WHO but enfant terrible Quentin Tarantin could get away with this?

Ill disciplined film-making had left his Kill Bill movie massively over proposed length and $13 million over budget. No problem, says Miramax overlord Harvey Weinstein, split the Bill, have two movies, such is his gratitude that Tarantino has delivered any film at all after the long lull since 1997's more mature Jackie Brown.

"The 4th Film By Quentin Tarantino" - Tarantino always makes his films seem more like a cultural zeitgeist moment - is the technically dazzling, undeniably self-indulgent yet still cool and compelling work of a former video store clerk allowing himself to show off his knowledge of Chinese martial art films, Japanese Samurai films and Sergio Leone westerns.

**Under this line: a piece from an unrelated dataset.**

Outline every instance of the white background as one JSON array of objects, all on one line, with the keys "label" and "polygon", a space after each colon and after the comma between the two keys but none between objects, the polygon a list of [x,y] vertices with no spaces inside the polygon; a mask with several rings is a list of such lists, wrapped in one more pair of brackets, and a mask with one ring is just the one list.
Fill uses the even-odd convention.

Aside from the action-movie pyrotechnics, and typically sharp, retro yet hip score, and the audacious decision to switch the dialogue to Japanese with subtitles midway through, what makes Kill Bill a Tarantino work is that the driving force is female, as was the case in Jackie Brown.

Uma Thurman is The Bride, known in her assassin days as Black Mamba, when she was left for dead by masochistic crime lord Bill (David Carradine) in a wedding-day massacre. Five years later, she awakes from her coma, vowing revenge in an odyssey of samurai swordplay that will reduce the House Of Blue Leaves restaurant to a slaughterhouse in the climactic battle with the Crazy 88 assassination squad.

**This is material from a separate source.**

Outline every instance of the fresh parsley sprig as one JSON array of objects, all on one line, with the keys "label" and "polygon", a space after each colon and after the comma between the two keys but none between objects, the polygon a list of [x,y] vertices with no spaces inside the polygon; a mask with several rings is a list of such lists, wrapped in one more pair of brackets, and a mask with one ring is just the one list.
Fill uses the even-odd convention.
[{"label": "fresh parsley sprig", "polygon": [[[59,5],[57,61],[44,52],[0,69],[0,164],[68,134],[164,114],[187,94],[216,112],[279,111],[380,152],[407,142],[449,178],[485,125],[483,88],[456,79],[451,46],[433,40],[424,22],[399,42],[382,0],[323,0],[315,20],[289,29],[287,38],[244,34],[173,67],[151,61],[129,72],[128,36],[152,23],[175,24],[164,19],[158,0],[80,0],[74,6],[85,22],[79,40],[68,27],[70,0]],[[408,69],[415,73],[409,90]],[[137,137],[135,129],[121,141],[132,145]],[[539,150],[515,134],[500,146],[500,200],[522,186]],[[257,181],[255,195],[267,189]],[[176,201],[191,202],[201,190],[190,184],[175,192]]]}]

Thurman's lithe, super-fly Bride is a 'damaged heroine' in the manner of a Greek or Jacobean revenge tragedy: you know blood will be spilled; it is just a question of when, how often and how. The why will follow in Volume Two.

Ever the unconventional, Tarantino has done things in reverse in the art of the two-part film, leaving the character development, the verbal jousting, the back story and indeed all but the knuckles of the titular Bill for the second instalment, while stacking up the chop-socky action, severed limbs, flying heads and blood-spurting necks in the first.

For now, there is the kitsch comic-book movie from the boy in Tarantino. Volume Two will reveal whether the 40-year-old man has grown up.